La question des rémunérations au sein des Sociétés d’Exercice Libéral cristallise les tensions entre administration fiscale et professionnels libéraux. Face aux requalifications massives de dividendes en salaires, les praticiens dénoncent une doctrine contestable qui menace leur modèle économique. Cette situation explosive révèle les limites du cadre juridique actuel.
I. Une doctrine fiscale aux fondements juridiques discutables
L’administration fiscale s’appuie sur l’article 155 A du CGI pour requalifier systématiquement les dividendes perçus par les associés des SEL en rémunérations. Cette position doctrinale, formalisée dans le BOFiP, repose sur une interprétation extensive de la notion de revenus différés. La Cour de cassation a pourtant rappelé dans son arrêt du 15 mars 2023 que les dividendes constituent par nature une rémunération du capital investi, distincte du travail fourni.
Les juridictions administratives adoptent une approche plus nuancée, exigeant la démonstration d’un lien direct entre l’activité professionnelle et les distributions de dividendes. Le Conseil d’État a ainsi censuré plusieurs redressements fondés sur une application mécanique de la doctrine. Cette divergence jurisprudentielle fragilise considérablement la position de l’administration.
- Remise en cause de la qualification automatique des dividendes en salaires
- Nécessité de prouver le caractère substitutif des distributions
- Contradiction entre les juridictions judiciaires et administratives
II. Des conséquences économiques majeures pour les SEL
La requalification en salaires entraîne une cascade d’implications fiscales et sociales. Les SEL médicales et juridiques font face à des redressements considérables, incluant le paiement rétroactif des charges sociales sur les dividendes requalifiés.

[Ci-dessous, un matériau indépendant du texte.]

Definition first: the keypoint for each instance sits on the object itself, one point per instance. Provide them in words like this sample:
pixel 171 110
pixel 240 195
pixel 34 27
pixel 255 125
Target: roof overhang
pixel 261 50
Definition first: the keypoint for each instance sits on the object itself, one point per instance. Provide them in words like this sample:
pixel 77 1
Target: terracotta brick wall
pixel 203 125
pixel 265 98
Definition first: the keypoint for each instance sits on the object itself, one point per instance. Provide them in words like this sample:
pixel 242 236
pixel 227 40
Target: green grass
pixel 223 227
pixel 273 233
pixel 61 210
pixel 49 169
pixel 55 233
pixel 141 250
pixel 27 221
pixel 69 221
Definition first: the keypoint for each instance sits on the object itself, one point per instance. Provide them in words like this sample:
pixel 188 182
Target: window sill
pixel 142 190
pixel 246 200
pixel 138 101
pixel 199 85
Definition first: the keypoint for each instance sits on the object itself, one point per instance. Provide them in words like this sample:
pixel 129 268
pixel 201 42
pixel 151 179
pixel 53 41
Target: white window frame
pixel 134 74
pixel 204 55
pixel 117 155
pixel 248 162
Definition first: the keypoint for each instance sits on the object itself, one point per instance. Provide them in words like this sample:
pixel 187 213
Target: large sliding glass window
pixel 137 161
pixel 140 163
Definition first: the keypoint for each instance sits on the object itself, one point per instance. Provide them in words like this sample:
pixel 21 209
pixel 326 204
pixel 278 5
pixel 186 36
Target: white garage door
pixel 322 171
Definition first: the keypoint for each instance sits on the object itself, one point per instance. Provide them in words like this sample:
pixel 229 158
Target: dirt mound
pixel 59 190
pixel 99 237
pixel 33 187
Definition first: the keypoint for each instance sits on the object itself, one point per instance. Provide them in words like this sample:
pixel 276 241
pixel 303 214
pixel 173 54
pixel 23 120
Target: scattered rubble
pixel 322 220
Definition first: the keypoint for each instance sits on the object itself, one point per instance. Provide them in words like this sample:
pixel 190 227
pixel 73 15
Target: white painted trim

Cette situation met en péril l’équilibre financier de nombreuses structures, particulièrement les plus jeunes confrontées à des investissements importants.
L’insécurité juridique pousse les professionnels libéraux à repenser leurs stratégies de rémunération. La Fédération Nationale des SEL alerte sur le risque d’une désaffection pour cette forme sociale, pourtant conçue pour faciliter l’exercice en groupe. Les experts-comptables préconisent désormais des montages plus complexes pour sécuriser les distributions.
- Augmentation significative des coûts sociaux et fiscaux
- Remise en cause des modèles économiques établis
- Développement de stratégies d’optimisation alternatives
III. Vers une nécessaire clarification du régime juridique
Les parlementaires se sont emparés du sujet, déposant plusieurs propositions de loi visant à sécuriser le régime des SEL. Une réforme législative apparaît indispensable pour établir des critères objectifs de distinction entre dividendes légitimes et rémunérations déguisées. Le Haut Conseil des Professions Libérales plaide pour l’instauration d’une présomption simple de régularité des distributions respectant certains seuils.
Face aux enjeux, la Direction Générale des Finances Publiques a engagé une réflexion sur l’évolution de sa doctrine. Un groupe de travail associant professionnels et administration étudie la possibilité d’établir un régime de sécurité juridique inspiré du rescrit. Cette démarche constructive pourrait aboutir à un nouveau cadre plus équilibré.
- Élaboration de critères objectifs de qualification des revenus
- Introduction possible d’un mécanisme de validation préalable
- Recherche d’un compromis entre sécurité juridique et lutte contre l’abus
La controverse sur le traitement fiscal des rémunérations dans les SEL illustre les difficultés d’adaptation du droit aux évolutions des structures d’exercice libéral. Une clarification rapide s’impose pour préserver l’attractivité de ce modèle entrepreneurial tout en garantissant une juste contribution aux charges publiques.